Autrement dit, en lançant dans les années 80 le grand mouvement de dérégulation et de mondialisation, les classes dirigeantes occidentales (le monde politique, médiatique, culturel et académique) a lancé (consciemment ou non, nous y reviendrons) un processus qui aboutit à déstabiliser l’ensemble des couches populaires qui formaient le socle des classes moyennes et à les reléguer dans les marges, dans une situation de précarité matérielle et de mépris. Les classes dirigeantes ont fait « sécession », s’isolant dans un univers mondialisé où elles ont leurs codes qu’elles continuent de vouloir imposer à l’ensemble de la société mais avec de plus en plus de mal.
Ce phénomène touche tous les pays industriels et donne les votes que l’on connaît ( Trump, Brexit, Italie, Scandinavie, etc..). Avec la ghettoïsation du monde d’en haut, l’émergence de la France périphérique et populaire a commencé ( p 24), marquée par deux insécurités, culturelle et sociale (p 27). Un nouveau clivage apparaît entre les gagnants de la mondialisation et les perdants de cette mondialisation. Les populations reléguées s’accroissent progressivement. Ainsi aux ouvriers, agriculteurs s’ajoutent les employés, des cols bleus, des petits cols blancs, des jeunes, des retraités, des ruraux, des urbains, bref, « l’addition de ces marges finit par former un tout : la société elle-même » p 35. Les prochaines victimes seront les retraités (p 69) et les fonctionnaires
Ce phénomène est spécifique à l’Occident car, dans les BRICS, il a produit de la classe moyenne. (p51)
C Guilluy le redit autrement page 157 « La fuite en avant des classes dominantes occidentales, inscrites dans un long processus d’abandon des classes populaires, débouche aujourd’hui sur une remise en question de l’Etat-providence et sur un abandon généralisé du bien commun. Elle est l’aboutissement de la diffusion d’une « culture de l’égoïsme », mais aussi du développement d’un profond mépris de classe ». Le bien commun n’étant plus un objectif, se développent les « revendications catégorielles, individuelles et /ou communautaires » (p 159). « Individualisme et grégarisme social pour le monde d’en haut, solidarités contraintes et communautarismes pour le monde d’en bas » p 160. Ce faisant, en se coupant des classes populaires, les classes dominantes perdent leur hégémonie.
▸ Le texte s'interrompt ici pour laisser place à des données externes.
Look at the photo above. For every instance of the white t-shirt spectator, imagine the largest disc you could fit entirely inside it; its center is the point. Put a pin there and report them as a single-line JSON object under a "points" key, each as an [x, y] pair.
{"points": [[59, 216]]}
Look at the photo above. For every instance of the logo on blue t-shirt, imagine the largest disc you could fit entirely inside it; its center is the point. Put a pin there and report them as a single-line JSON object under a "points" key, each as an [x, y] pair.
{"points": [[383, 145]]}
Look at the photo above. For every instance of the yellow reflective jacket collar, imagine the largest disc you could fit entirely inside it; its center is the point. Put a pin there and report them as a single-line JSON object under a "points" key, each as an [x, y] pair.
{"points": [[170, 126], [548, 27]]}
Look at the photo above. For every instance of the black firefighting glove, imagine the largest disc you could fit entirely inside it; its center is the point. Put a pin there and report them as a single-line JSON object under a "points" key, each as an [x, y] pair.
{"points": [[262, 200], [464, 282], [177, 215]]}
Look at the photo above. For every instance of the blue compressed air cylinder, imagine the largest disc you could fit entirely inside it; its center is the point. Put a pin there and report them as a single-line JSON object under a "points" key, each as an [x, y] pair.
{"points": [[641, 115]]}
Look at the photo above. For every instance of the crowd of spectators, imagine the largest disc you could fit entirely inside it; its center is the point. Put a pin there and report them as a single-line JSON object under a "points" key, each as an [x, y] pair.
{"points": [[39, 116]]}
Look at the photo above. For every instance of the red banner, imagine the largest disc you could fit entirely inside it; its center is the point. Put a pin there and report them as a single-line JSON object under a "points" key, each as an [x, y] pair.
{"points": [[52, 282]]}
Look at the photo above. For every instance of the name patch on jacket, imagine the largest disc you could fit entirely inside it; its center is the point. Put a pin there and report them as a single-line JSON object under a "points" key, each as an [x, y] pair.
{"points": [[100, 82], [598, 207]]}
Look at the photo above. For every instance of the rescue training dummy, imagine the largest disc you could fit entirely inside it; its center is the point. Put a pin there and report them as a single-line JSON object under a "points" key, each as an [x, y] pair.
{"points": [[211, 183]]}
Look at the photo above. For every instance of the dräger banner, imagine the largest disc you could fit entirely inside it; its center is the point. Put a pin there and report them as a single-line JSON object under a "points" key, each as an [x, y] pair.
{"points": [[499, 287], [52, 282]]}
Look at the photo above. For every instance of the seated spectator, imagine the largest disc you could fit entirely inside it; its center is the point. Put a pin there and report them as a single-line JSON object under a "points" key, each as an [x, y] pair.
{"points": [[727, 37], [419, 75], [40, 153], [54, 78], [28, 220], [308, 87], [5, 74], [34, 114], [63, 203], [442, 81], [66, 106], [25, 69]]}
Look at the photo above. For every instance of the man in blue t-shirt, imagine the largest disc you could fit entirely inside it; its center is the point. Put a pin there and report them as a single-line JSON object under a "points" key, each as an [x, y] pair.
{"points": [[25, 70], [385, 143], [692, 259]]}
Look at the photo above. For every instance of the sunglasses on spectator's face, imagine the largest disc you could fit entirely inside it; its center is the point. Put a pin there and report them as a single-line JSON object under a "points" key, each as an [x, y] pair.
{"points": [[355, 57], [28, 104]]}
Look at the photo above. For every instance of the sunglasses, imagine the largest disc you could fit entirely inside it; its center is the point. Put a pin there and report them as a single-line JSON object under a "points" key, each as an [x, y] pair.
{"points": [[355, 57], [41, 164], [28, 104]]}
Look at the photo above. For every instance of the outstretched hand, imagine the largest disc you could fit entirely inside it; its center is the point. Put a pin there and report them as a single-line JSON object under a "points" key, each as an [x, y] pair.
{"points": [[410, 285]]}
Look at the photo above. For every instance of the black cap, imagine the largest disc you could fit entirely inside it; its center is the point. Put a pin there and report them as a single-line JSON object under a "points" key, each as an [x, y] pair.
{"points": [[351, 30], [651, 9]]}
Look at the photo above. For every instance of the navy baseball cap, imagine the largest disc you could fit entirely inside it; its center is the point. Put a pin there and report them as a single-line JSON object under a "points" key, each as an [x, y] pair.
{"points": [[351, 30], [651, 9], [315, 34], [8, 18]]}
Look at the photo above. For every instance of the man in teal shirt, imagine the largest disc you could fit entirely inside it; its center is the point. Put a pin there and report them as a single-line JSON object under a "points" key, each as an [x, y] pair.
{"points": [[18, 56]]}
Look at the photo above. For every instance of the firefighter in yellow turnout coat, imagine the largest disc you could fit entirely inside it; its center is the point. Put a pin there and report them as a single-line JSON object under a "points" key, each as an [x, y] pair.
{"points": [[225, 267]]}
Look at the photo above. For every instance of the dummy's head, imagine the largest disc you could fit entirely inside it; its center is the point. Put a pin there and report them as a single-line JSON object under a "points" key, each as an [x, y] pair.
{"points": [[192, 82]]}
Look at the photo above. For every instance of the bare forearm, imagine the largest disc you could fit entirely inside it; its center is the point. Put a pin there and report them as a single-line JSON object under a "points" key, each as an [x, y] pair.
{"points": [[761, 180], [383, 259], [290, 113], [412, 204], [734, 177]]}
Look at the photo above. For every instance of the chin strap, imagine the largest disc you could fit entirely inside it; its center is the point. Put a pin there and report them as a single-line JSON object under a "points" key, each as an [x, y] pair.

C’est ce que développe la troisième partie qui traite du « soft power des classes populaires » qui se défendent en cherchant à préserver ce qui leur reste, leur capital social et culturel ( p 176). « Partout en Occident, le rêve des élites d’un monde hors-sol, d’individus détachés de leur territoire, de leur culture, de leur histoire et de leurs valeurs morales se brise contre un môle populaire » (p 186).
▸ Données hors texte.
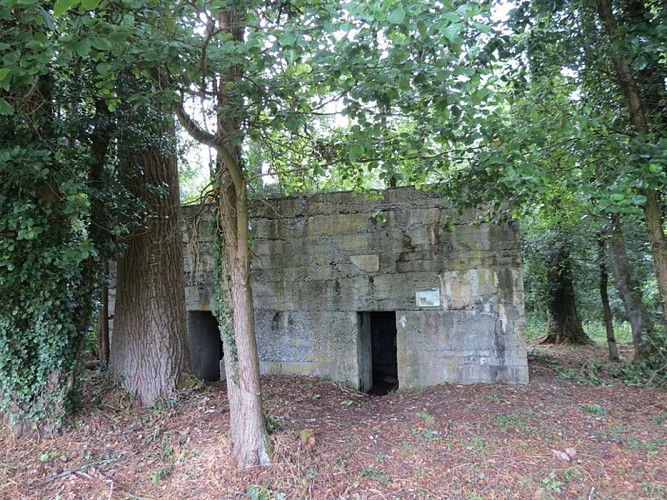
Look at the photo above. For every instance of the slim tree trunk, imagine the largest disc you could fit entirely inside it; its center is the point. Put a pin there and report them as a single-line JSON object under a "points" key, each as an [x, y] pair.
{"points": [[149, 350], [103, 343], [629, 290], [250, 440], [652, 213], [604, 298], [564, 323], [251, 443]]}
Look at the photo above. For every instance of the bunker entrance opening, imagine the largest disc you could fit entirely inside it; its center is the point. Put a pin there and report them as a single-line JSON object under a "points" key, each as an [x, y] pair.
{"points": [[378, 362], [205, 345]]}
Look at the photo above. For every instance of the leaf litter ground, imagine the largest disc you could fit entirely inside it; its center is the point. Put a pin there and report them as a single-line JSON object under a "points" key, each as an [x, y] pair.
{"points": [[553, 438]]}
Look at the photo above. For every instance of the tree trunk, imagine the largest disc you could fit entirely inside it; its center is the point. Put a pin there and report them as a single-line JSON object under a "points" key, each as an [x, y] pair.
{"points": [[564, 323], [652, 213], [250, 440], [103, 344], [251, 443], [149, 350], [629, 290], [604, 298]]}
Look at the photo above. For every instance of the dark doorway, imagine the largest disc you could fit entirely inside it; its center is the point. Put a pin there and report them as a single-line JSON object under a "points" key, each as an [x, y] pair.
{"points": [[205, 345], [383, 352]]}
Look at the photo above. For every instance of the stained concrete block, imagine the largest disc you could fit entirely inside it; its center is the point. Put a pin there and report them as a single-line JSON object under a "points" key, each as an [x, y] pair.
{"points": [[322, 262]]}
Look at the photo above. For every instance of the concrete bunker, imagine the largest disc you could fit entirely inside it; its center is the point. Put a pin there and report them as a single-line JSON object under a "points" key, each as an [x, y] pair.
{"points": [[205, 346], [379, 365], [333, 272]]}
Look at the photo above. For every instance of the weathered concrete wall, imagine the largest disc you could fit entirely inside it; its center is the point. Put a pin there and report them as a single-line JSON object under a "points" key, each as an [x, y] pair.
{"points": [[321, 261]]}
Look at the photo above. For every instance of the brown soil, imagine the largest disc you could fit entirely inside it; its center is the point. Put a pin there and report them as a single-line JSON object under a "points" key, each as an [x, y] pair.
{"points": [[552, 438]]}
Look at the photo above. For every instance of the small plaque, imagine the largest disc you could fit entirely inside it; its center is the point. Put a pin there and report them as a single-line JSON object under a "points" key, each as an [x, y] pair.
{"points": [[428, 297]]}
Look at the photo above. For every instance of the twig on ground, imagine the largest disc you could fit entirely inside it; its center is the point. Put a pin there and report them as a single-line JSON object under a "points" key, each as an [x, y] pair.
{"points": [[74, 471]]}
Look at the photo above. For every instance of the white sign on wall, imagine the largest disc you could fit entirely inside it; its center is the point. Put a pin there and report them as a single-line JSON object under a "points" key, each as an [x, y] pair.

Face à cette situation, les classes périphériques font le gros dos et cherchent à échapper à la guerre en développant un nouveau mode de vie « un modèle aujourd’hui commun à l’ensemble des pays occidentaux : le vivre-ensemble séparé » (p 223). C Guilluy résume sa vision de la façon suivante (p 226) « Au vivre ensemble, à cette indistinction des cultures populaires proposée par un monde d’en haut qui pratique, lui, depuis des décennies, la sécession territoriale et le grégarisme, les classes populaires opposent un irrédentisme culturel… qui s’apparente à une gestion culturelle du quotidien…. cette gestion pragmatique des tensions identitaires est l’un des indicateurs du mouvement réel de la société, un mouvement qui vient contredire tous les plans de la classe dominante en replaçant les questions sociales et culturelles au cœur du débat ».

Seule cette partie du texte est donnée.